However, residents in the area claim the officer was shot and killed by accident by another policeman’s weapon. Jacob denied that suggestion on Friday but said the investigation will determine that.
When Sunday Newsday visited the area on Saturday, residents pointed out the narrow concrete staircase off the side of Rich Plain Road. There were bloodstains on the lower portion of the steps and splatters higher up.
During the police’s search for the suspect on Friday and Saturday, several people complained about the aggressive way the search was done.
Romney said on Saturday morning, the police went to the home of her younger son's wife, “roughed her up,” and an officer pointed a gun in her face as they searched for him.

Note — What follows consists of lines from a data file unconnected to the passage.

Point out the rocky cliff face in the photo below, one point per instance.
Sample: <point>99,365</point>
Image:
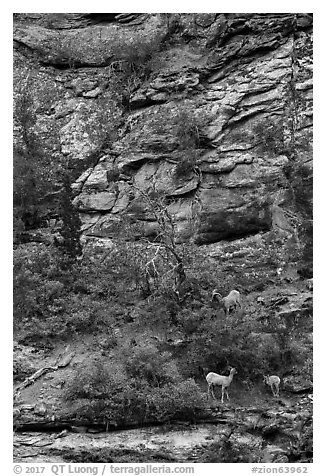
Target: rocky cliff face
<point>221,112</point>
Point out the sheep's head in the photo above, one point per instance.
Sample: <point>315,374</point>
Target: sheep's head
<point>217,295</point>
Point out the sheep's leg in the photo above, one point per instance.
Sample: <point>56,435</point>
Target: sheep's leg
<point>211,392</point>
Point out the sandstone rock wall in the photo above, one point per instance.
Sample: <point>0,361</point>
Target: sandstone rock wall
<point>242,81</point>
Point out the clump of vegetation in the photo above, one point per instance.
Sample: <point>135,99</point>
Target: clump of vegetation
<point>111,397</point>
<point>228,450</point>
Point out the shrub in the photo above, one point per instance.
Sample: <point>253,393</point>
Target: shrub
<point>107,396</point>
<point>152,366</point>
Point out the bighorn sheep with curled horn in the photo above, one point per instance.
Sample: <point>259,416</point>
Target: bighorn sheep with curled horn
<point>274,382</point>
<point>231,301</point>
<point>216,379</point>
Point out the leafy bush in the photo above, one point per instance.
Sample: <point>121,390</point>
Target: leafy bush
<point>111,397</point>
<point>152,366</point>
<point>228,450</point>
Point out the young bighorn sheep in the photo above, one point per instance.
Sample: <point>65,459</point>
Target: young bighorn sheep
<point>231,301</point>
<point>216,379</point>
<point>274,382</point>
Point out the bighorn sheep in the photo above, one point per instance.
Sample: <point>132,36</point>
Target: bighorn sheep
<point>216,379</point>
<point>274,382</point>
<point>231,301</point>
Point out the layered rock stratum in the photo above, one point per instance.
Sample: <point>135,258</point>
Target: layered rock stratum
<point>243,82</point>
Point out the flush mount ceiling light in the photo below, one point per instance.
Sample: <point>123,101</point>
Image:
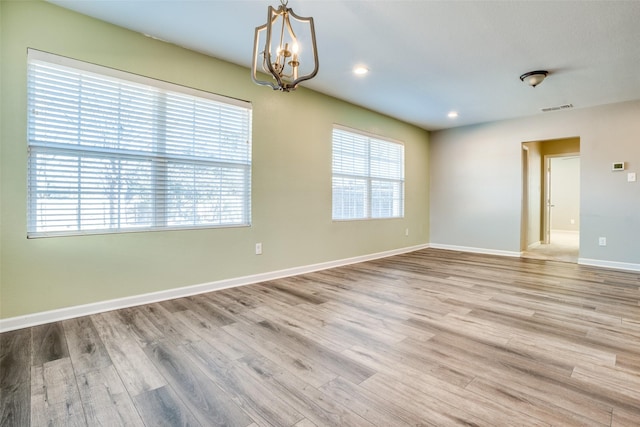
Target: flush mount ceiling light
<point>534,78</point>
<point>289,53</point>
<point>360,70</point>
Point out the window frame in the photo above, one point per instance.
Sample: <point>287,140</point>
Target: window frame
<point>367,177</point>
<point>169,161</point>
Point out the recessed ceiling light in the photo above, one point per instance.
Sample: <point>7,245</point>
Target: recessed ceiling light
<point>360,70</point>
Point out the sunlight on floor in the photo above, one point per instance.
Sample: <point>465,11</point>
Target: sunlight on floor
<point>564,246</point>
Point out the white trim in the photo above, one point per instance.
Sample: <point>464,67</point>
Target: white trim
<point>474,250</point>
<point>40,318</point>
<point>609,264</point>
<point>534,245</point>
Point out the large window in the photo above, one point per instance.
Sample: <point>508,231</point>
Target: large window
<point>113,152</point>
<point>368,176</point>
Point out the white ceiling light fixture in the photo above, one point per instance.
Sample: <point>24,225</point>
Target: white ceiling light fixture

In addition, members of the Masjid al Hudaa in Rich Plain complained that on Friday around 4 pm, police entered the premises and began acting in a hostile manner.
In a pre-action protocol letter, the lawyer for the mosque said female members and children were preparing meals for the breaking of fast that evening when police entered. The officers ignored pleas not to walk on the prayer ground and mats with their shoes, overturned pots and containers, destroyed fruit and ransacked the drinks chillers, the letter claimed.
“To add insult to injury the officers then overturned the shelf of the masjid which houses copies of the Holy Q'uran, shortly before chasing the members of the masjid wherein one officer was heard saying, ‘Allyuh go from here. No fast can’t break here today.’”
The letter, issued by attorney-at-law Lemuel Murphy, said the officers returned at 8 am on Saturday and destroyed the phones of two members who were trying to record the officers' conduct.